# WorldMark Reservation Booking Question



## MattnTricia (Sep 24, 2006)

Hello All

We are first time WorldMark Owners and have a couple of questions. Thanks in advance for any help:

1)13 month reservation window - Is that from date of check in or from your date of check out? 

2)How does it work when the week you want is both red and blue - Will any 7 day combination work?

3) For a high demand week like Depoe Bay at Thanksgiving - Say we wanted to go Saturday to Saturday  encompassing Thanksgiving for 2007.  Check in dates would be Nov 17-24 2007  When would we make our reservation call at the 13 month window?
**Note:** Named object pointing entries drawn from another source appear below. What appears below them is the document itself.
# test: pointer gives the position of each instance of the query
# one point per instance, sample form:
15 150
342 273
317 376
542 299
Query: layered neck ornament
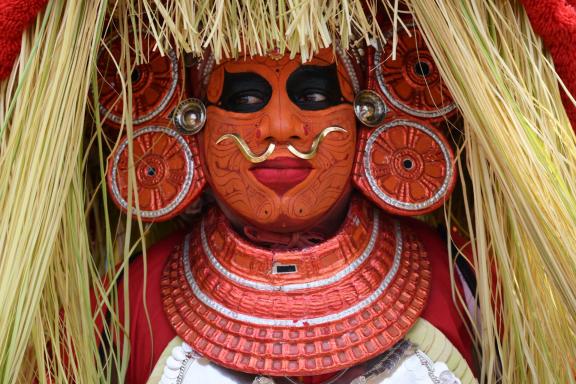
302 312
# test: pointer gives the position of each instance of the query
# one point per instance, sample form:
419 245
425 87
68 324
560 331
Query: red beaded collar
293 313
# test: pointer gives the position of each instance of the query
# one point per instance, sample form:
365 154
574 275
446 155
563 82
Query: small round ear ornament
404 163
369 108
190 116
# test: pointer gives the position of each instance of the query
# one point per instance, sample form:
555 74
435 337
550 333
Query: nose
282 123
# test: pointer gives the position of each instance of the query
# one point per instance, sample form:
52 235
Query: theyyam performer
313 192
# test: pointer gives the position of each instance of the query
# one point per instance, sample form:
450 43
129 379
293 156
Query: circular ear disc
190 116
155 83
369 108
407 168
412 83
168 176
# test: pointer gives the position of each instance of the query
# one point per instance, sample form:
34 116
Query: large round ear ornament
405 167
167 171
156 84
411 84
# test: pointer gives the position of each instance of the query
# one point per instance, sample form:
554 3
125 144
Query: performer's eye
244 92
314 87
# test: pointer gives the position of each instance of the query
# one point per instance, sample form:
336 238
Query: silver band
293 323
294 287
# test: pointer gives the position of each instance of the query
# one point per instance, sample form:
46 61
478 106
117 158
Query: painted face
280 109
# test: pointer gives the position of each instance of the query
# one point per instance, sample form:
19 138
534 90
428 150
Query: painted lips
281 174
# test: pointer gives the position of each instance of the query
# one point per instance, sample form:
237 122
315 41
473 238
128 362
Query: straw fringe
521 160
520 157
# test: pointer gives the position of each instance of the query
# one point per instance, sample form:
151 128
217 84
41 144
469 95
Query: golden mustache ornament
255 159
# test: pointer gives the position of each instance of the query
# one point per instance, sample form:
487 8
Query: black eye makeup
313 87
244 92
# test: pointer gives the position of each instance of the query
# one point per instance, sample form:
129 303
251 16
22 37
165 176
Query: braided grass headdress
58 238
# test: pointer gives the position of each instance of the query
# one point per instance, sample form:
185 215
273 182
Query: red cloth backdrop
15 16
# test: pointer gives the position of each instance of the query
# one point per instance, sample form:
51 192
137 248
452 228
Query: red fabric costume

4)Are there any other tips or tricks or articles to read that would be helpful for booking peak demand weeks?


----------



## itchyfeet (Sep 24, 2006)

Check out www.wmowners.com for answers to all you questions.  Very helpful groups of owners there.


----------



## roadsister (Sep 24, 2006)

Welcome!

1. The 13 month window is from the date of check in.
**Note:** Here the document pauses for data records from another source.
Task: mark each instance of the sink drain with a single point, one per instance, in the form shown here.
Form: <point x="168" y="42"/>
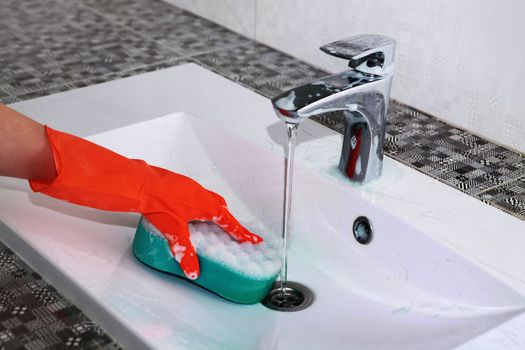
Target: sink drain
<point x="294" y="297"/>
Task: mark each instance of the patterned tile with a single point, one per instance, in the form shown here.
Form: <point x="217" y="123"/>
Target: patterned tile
<point x="451" y="155"/>
<point x="168" y="25"/>
<point x="509" y="197"/>
<point x="101" y="79"/>
<point x="54" y="43"/>
<point x="34" y="316"/>
<point x="260" y="68"/>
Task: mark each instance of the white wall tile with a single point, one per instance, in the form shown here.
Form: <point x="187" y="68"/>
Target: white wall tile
<point x="236" y="15"/>
<point x="462" y="61"/>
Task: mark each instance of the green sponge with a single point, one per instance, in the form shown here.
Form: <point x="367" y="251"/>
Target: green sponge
<point x="240" y="272"/>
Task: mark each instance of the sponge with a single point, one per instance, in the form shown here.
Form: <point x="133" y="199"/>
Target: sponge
<point x="241" y="272"/>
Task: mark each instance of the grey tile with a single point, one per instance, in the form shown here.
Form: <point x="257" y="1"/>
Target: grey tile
<point x="451" y="155"/>
<point x="168" y="25"/>
<point x="5" y="98"/>
<point x="33" y="315"/>
<point x="101" y="79"/>
<point x="509" y="197"/>
<point x="45" y="47"/>
<point x="262" y="69"/>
2. You may book a week that goes from blue to red or red to blue.

3. Your call should be made 13 months out exactly at 6:00 am.

4. If you don't get what you want put yourself on a waiting list and be flexible with the check in / check out date....

www.worldmarktheclub.com has many useful tips, great ideas, reviews, and over 17,000 owners that can give you correct information on how to use your membership.


----------



## PClapham (Sep 24, 2006)

Re calling hour-I was wondering about that.  Is it 6am pdt?  Thanks
Anita


----------



## roadsister (Sep 24, 2006)

PClapham said:
			
		

> Re calling hour-I was wondering about that.  Is it 6am pdt?  Thanks
> Anita



Sorry, Pacific Standard Time


----------



## cotraveller (Sep 24, 2006)

You can download the WorldMark Owners Education Manual from the WorldMark web site.  It's accessible from the link roadsister gave or if you want to go directly to the download page.  The link is

http://www.worldmarktheclub.com/education/

It's a good starting point for learning about the WorldMark booking process.  

Check out the WorldMark forum too, at WorldMark Forum


----------